I have done a lot of research in artificial neural networks and other types of machine learning, as well as machine learning applications and other applications, such as artificial intelligence in medical diagnostics and data mining. I have a particularly strong interest in self-organizing processes and hence in self-organizing neural networks, and I have invented some new variants of the self-organizing map invented by Teuvo Kohonen. A self-organizing map consists of a matrix of artificial neurons that after a learning phase can represent a certain type of stimulus in an orderly manner, for example, by exposition to a variety of colours, it can learn to represent these so that all blue shades are arranged in a certain part of the map, while all green and yellow lays represented in other parts. The transitions in the representations are gradual.
One of the variants I have invented is the associative self-organizing map. This was first created to be used as a building block (which roughly models a cortical area in the brain) in artificial cognitive architectures. An associative self-organizing map can learn to associate the activity in its self-organized representation of input data with arbitrarily many sets of parallel inputs. For example, it can learn to associate its activity with the activity of another associative self-organization map or with its own activity at one or more earlier times. This allows cross-modal expectations, for example, if a sensory modality, say the visual system in a cognitive architecture, produces a certain internal pattern of activity due to sensory input, then activity patterns are elicited in other sensory modalities corresponding to the patterns of activity that are often triggered in these other sensory modalities through sensory inputs that usually occur simultaneously, even when they do not. For example, this allows the creation of an expectation and imagination of the sound of thunder in the auditory system after the visual perception of a thunderbolt. The use of associative self-organizing maps also enables what can be seen as mental imagination in an artificial cognitive architecture through a mechanism called internal simulation. According to the internal simulation hypothesis, proposed by Germund Hesslow, and which is related to the mirror neuron theory, this is a decisive mechanism in the imagination of humans (and other animals).

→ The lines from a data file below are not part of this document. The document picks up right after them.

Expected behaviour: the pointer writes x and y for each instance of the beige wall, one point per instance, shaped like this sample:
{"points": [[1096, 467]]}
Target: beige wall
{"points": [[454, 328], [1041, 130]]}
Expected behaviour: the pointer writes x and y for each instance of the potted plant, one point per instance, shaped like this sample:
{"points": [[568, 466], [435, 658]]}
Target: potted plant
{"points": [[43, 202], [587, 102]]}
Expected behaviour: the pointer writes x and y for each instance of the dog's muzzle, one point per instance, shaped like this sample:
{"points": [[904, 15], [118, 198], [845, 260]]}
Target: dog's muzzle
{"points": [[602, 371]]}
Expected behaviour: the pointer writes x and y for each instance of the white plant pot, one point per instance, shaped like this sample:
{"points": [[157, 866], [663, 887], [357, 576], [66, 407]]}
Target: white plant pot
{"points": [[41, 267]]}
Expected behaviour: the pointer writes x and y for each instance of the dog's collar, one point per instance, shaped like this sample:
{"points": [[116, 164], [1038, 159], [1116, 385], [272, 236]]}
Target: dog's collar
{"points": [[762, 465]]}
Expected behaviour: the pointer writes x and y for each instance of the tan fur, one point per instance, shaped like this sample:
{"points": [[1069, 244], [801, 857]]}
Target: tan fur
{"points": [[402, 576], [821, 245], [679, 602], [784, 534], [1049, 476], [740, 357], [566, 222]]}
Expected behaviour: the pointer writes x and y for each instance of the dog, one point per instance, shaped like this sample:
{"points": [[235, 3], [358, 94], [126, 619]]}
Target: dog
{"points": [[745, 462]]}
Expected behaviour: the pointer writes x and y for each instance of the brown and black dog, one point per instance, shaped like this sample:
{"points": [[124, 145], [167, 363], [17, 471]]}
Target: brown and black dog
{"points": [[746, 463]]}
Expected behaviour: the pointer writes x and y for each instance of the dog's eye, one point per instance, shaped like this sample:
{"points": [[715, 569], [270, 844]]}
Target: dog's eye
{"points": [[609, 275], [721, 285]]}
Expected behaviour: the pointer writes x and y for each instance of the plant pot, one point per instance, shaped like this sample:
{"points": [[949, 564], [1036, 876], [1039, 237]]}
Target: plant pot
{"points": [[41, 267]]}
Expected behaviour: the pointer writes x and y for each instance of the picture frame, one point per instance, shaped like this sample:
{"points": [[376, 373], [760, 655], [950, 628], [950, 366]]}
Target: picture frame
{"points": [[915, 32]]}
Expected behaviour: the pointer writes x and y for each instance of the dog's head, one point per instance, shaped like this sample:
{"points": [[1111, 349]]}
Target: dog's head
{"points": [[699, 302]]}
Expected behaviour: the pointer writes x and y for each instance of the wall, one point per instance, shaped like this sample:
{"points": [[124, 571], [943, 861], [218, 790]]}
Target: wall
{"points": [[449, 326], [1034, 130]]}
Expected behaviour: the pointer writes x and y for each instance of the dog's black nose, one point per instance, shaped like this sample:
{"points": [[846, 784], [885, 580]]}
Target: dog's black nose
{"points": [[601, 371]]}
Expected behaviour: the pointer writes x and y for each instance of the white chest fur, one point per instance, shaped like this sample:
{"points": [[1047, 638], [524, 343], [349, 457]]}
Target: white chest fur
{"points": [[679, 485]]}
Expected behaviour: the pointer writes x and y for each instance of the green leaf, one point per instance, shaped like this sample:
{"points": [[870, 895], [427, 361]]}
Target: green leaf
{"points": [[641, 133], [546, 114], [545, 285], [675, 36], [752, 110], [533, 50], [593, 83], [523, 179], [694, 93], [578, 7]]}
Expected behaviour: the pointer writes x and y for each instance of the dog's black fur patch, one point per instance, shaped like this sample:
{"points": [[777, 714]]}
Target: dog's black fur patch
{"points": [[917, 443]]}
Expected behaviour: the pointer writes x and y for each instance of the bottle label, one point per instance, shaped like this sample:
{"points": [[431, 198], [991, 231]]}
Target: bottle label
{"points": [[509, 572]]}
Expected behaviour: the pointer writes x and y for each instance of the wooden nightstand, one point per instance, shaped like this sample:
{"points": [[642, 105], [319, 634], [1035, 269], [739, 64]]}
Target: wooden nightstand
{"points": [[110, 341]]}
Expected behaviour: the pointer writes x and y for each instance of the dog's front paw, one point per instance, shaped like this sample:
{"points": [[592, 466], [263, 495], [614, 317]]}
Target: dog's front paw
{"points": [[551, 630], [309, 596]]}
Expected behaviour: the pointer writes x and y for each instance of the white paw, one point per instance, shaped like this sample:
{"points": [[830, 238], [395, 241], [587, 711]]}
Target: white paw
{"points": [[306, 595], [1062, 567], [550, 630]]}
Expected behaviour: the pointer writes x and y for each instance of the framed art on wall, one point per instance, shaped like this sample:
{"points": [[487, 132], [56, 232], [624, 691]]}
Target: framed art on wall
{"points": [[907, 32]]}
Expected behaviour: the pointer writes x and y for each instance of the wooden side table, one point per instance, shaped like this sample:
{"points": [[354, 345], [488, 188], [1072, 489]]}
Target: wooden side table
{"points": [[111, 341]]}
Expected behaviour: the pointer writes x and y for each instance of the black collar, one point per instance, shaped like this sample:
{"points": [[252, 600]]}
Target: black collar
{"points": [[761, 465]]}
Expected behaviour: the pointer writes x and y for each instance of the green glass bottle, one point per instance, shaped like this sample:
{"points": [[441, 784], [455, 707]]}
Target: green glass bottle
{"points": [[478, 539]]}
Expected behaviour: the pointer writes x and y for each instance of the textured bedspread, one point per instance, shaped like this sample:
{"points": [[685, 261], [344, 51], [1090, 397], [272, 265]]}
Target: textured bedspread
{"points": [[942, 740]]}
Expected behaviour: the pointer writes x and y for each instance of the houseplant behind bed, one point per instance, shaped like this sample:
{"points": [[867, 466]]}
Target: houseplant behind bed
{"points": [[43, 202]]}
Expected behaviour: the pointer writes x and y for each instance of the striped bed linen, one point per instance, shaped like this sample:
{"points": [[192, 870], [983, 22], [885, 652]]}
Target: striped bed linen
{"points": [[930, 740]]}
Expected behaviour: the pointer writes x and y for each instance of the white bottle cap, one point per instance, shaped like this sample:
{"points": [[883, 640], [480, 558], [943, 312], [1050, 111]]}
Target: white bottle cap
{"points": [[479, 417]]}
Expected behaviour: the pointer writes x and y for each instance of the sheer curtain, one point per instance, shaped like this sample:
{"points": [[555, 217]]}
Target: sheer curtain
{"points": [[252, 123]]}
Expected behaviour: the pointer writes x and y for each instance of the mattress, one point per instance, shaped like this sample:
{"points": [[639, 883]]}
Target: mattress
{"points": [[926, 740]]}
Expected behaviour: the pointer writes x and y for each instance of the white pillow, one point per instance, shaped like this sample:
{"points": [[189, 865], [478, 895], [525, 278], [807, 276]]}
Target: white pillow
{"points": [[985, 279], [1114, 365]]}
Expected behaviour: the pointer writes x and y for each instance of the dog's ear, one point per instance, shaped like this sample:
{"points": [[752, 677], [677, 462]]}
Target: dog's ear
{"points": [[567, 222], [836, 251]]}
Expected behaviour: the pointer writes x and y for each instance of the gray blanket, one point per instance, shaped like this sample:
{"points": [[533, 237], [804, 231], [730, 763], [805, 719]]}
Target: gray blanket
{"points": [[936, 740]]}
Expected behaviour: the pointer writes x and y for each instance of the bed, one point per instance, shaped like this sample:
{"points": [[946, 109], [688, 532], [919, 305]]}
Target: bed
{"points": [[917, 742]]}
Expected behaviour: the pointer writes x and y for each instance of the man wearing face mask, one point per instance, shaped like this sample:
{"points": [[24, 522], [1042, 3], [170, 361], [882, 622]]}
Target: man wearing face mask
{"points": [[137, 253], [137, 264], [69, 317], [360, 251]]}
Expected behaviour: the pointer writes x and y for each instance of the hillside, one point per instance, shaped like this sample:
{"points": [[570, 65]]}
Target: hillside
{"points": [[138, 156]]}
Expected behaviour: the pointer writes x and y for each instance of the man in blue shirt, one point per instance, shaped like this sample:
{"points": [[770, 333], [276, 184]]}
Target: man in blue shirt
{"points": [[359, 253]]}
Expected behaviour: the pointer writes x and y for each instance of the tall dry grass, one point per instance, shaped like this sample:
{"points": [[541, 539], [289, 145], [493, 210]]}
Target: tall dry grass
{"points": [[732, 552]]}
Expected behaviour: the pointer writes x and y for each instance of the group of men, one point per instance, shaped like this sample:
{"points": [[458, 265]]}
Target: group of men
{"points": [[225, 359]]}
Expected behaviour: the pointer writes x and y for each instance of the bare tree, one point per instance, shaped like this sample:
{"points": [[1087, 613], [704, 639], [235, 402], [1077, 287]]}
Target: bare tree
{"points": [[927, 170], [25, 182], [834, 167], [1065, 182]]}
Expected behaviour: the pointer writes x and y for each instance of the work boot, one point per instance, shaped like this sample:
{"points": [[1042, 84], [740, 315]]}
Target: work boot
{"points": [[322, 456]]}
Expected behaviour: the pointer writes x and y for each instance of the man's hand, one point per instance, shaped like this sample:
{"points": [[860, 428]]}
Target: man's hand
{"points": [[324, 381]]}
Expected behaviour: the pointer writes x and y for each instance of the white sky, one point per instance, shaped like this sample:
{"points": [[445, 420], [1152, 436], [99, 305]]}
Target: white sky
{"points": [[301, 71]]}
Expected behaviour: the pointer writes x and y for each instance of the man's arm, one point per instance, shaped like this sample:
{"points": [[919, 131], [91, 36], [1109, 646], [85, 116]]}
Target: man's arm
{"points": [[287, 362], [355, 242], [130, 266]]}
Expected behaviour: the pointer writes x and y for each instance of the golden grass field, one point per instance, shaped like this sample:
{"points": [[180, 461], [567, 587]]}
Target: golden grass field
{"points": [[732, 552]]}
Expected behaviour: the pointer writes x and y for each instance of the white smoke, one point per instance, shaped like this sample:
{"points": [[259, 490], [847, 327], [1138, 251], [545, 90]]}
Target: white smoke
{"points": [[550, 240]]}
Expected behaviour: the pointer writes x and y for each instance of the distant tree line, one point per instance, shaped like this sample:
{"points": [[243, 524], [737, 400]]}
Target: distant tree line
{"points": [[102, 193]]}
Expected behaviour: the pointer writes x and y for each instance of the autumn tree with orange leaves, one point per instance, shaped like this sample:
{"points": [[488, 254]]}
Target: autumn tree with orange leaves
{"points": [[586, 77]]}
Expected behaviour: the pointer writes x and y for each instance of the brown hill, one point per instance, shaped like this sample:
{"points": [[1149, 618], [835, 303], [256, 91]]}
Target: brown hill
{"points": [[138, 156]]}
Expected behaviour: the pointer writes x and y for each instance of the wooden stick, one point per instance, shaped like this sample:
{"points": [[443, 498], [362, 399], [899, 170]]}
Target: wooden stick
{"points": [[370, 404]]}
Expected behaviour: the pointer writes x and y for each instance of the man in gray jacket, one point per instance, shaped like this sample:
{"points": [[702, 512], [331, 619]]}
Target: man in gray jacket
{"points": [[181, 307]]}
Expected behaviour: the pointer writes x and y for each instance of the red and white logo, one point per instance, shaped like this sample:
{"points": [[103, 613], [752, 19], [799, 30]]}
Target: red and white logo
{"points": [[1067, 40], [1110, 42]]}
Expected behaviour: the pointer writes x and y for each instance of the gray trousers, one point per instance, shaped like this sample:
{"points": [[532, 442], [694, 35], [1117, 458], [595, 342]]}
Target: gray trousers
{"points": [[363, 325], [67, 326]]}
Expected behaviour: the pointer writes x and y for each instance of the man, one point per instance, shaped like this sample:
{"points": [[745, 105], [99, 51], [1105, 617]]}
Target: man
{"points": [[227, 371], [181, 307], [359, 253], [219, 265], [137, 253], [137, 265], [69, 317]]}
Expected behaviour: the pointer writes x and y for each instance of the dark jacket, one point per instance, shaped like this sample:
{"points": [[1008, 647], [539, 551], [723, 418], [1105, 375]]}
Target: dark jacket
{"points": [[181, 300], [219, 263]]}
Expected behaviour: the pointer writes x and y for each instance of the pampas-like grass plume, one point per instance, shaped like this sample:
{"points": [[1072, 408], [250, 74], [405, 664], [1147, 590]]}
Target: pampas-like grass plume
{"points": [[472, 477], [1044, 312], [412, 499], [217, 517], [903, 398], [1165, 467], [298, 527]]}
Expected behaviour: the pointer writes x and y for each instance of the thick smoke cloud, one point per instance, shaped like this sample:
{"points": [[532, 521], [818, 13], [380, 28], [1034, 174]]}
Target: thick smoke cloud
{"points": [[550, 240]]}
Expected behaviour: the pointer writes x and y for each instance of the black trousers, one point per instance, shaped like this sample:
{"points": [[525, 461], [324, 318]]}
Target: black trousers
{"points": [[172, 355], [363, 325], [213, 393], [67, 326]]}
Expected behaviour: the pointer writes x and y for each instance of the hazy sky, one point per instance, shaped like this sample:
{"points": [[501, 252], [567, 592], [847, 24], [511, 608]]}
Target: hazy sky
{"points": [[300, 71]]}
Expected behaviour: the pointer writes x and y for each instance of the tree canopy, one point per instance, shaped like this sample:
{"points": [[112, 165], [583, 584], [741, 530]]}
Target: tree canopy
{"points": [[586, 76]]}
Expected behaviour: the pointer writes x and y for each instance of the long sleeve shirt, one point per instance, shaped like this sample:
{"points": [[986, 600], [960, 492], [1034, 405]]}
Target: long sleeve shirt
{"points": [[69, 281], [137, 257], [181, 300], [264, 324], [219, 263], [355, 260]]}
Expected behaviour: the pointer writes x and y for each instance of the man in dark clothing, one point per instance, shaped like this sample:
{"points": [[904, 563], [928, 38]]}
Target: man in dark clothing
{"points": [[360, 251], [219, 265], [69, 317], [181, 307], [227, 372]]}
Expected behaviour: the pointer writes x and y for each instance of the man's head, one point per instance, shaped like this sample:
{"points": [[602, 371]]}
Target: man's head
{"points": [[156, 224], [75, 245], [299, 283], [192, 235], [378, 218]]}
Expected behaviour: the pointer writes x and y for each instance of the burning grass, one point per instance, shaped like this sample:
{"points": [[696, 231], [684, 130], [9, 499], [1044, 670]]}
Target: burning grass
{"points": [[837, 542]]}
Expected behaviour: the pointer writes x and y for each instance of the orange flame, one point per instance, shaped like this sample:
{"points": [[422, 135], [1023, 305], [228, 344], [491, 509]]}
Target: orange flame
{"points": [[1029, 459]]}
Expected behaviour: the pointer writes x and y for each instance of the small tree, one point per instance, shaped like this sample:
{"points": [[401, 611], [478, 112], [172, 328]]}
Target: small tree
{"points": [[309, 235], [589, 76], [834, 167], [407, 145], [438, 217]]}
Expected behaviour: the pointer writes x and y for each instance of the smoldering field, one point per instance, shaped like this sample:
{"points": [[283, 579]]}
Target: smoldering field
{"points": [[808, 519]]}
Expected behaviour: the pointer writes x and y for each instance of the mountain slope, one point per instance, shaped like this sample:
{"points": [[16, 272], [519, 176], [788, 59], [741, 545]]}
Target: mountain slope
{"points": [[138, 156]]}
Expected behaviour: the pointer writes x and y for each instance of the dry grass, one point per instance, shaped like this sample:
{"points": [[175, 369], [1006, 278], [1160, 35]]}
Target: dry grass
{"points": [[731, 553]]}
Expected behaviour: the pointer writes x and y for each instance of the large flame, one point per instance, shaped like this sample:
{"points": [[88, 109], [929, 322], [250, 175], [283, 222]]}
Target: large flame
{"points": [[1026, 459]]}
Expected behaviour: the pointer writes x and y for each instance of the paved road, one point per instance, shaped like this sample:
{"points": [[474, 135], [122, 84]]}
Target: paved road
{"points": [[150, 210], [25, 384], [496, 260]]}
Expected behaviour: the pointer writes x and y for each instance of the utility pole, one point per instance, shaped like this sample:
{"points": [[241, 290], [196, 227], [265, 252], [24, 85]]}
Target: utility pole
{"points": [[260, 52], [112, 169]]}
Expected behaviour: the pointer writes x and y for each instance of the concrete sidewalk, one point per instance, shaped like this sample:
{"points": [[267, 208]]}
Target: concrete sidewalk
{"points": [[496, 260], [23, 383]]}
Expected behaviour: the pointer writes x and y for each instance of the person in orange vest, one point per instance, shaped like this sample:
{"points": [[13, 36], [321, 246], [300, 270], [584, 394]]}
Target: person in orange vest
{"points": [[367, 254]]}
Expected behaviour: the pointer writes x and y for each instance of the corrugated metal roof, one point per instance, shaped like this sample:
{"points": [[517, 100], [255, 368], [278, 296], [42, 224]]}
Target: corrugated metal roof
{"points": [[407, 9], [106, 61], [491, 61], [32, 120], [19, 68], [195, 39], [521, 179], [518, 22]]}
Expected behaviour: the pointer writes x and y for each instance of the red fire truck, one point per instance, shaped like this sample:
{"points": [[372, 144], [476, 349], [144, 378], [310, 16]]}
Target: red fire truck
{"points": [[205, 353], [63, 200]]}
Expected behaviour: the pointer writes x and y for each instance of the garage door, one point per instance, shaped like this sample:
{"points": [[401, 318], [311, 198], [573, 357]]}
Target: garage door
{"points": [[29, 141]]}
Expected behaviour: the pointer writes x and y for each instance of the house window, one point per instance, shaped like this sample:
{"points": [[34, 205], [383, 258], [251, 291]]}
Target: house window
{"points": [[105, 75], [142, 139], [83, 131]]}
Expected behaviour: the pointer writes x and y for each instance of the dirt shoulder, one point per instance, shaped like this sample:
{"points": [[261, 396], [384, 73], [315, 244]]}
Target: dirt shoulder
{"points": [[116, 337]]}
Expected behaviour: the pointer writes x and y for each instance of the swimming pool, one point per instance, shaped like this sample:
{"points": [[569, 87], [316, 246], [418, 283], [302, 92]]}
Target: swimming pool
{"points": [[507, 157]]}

The internal simulation hypothesis suggests that when we imagine that we experience something or that we act in a certain way, similar neural activity patterns are developed in the same brain areas as if we actually had these experiences or as if we actually acted in the way we imagined. The neural activity patterns produced by imagination thus correspond to those that would have been developed if the stimuli / response sequences actually had taken place.
I have researched how people's and other creature's recognition of other's actions (gestures, behaviours ...) and understanding of other's intentions are implemented in the brain, and in particular how similar abilities can be artificially created in action recognition systems.
I am very interested in modelling in general for all types of applications, in industry, in medicine, economics etc. I have been involved, for example, in simulating the reorganization of the somatosensory cerebral cortex after damage to the nerve between the hand and the brain, and in modelling of urological dysfunction. I have also worked extensively with biologically inspired touch perception in robots, and I have designed and built some (now outdated) robots for this purpose.